Admissions office displays UB Horns Up.

The law school's Office of Admissions gives a UB proud "Horns Up" as we move swiftly to transition to online operations.

Nimble moves to provide continuous service

“None of us could have predicted that we would need to make this transition so quickly,” says Dean Aviva Abramovsky. “But we are rising to the challenge, as Buffalo always does.”

Each spring, the School of Law’s admissions department invites to campus all the students who have been admitted to next year’s entering class. They meet with faculty and current students, tour O’Brian Hall and generally spend a day imagining their future at UB School of Law.

This year, it’s all happening – but potential members of the Class of 2023 will get the whirlwind tour online.

Virtual Admitted Students Week is just one of the many adjustments that the law school is making to minimize disruption to its programs and initiatives.

Vice Dean for Admissions Lindsay J. Gladney, says the goal of the week is “to convince them that Buffalo should be their top choice or one of their top choices.” Toward that end, admitted students have been invited to a series of online events during the week beginning April 20. “Everything will be virtual,” Gladney says. “The students can opt into some live sessions that we’ll host, or they can go to our website later and find a recording.”

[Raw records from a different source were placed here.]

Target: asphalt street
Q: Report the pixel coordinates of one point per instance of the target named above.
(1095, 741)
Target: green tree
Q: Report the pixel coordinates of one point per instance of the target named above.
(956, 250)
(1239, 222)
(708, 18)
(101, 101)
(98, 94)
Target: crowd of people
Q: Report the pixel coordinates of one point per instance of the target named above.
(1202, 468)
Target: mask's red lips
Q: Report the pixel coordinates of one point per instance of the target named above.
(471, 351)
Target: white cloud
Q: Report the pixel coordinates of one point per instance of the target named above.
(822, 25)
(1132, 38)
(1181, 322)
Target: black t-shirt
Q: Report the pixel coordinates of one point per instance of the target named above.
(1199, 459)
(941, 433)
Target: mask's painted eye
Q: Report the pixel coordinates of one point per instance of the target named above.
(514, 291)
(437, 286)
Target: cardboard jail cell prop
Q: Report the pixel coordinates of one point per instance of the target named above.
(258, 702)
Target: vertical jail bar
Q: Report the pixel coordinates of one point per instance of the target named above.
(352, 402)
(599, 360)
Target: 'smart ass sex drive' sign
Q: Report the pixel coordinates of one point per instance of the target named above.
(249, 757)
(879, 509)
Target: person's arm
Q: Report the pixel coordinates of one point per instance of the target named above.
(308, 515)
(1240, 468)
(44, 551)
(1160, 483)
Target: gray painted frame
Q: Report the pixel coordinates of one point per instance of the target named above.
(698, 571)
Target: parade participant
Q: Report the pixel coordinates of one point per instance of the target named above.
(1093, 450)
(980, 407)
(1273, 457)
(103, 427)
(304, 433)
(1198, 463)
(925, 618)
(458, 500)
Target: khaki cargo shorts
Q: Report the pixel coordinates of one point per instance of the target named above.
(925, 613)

The program includes a Zoom webinar – “You’ve Been Admitted, Now What?” – hosted by Gladney where students can ask questions in real time. Among the other elements will be a faculty panel; a financial aid presentation; an online social with alumni as well as an alumni panel discussion; and a sample law school class taught by Professor Kim Diana Connolly on restorative justice. Manager of Recruitment and International Enrollment Services Laurel Root is working with students and staff to put together a virtual tour of O’Brian, with still photos and narration.

All this comes in addition to a dedicated Facebook group for the Class of 2023. Also, Gladney says, the law school has extended its tuition deposit deadline to May 6 – usually April 15 – to give admitted students more flexibility. Meanwhile, the admissions team is staying in touch with students, including scheduling Zoom-based virtual office hours.

The work of the Career Services Office is also proceeding apace, reports Vice Dean for Career Services Lisa Patterson. “The Career Services Office continues to counsel students, review resumes and conduct mock interviews over the phone and via Zoom,” Patterson says. “We know that uncertainty over students’ summer and post-graduation plans causes them great anxiety, and we’re committed to being readily accessible to students."

“We are also offering virtual interview services to all employers who will be hiring summer interns or new graduates,” says Associate Director Marc Davies, who is working actively with both employers and students as they adapt their plans for the upcoming summer. “Maintaining communications and relationships is essential right now—and the message to both recruiting contacts and students is to be in touch, even where plans are still in development.

“It is inspiring to see the efforts being made to adapt summer programs and onboard law clerks and interns. Where there is a new opportunity for a student to work, especially remotely, we are engaging the students who are looking.”

In addition, Patterson says, CSO staff are working closely with the Law Alumni Association to enhance mentorship and networking opportunities, and providing enhanced training materials on conducting virtual job searches and interviews.

For students in the midst of externships and final-semester 3Ls serving as Pro Bono Scholars, the law school has helped them to pivot to meaningful legal work when face-to-face representation isn’t possible. Vice Dean for Social Justice Initiatives Melinda Saran has been working the phones to make that happen.

The law school’s 11 Pro Bono Scholars, Saran says, all took the bar exam in February but may need to wait longer than usual for the results. And their pro bono placements, typically with legal services organizations, have transitioned from client representation to document drafting, and research and writing projects.

Students taking externships, Saran says, were the real challenge – one-third lost their placements because the courts are not in session. Some of their supervising judges were able to recast the externship around research and writing projects. For a handful of students for whom that wasn’t possible, Saran called her former colleagues and former students in legal services organizations. “You always have these projects you wish you had a law student to work on – can you send me a list of those?” she asked. Then she played matchmaker to identify meaningful work for the remaining externs, including one student who had been hoping for a placement in state appellate court and landed one in the shuffle.

The online classes she conducts with the students, Saran says, had to be tweaked as well, partly to make the reflection questions relevant to their current experience. And for both students and administrators, the whole experience has reinforced the power of resourcefulness in adapting to unpredictable times.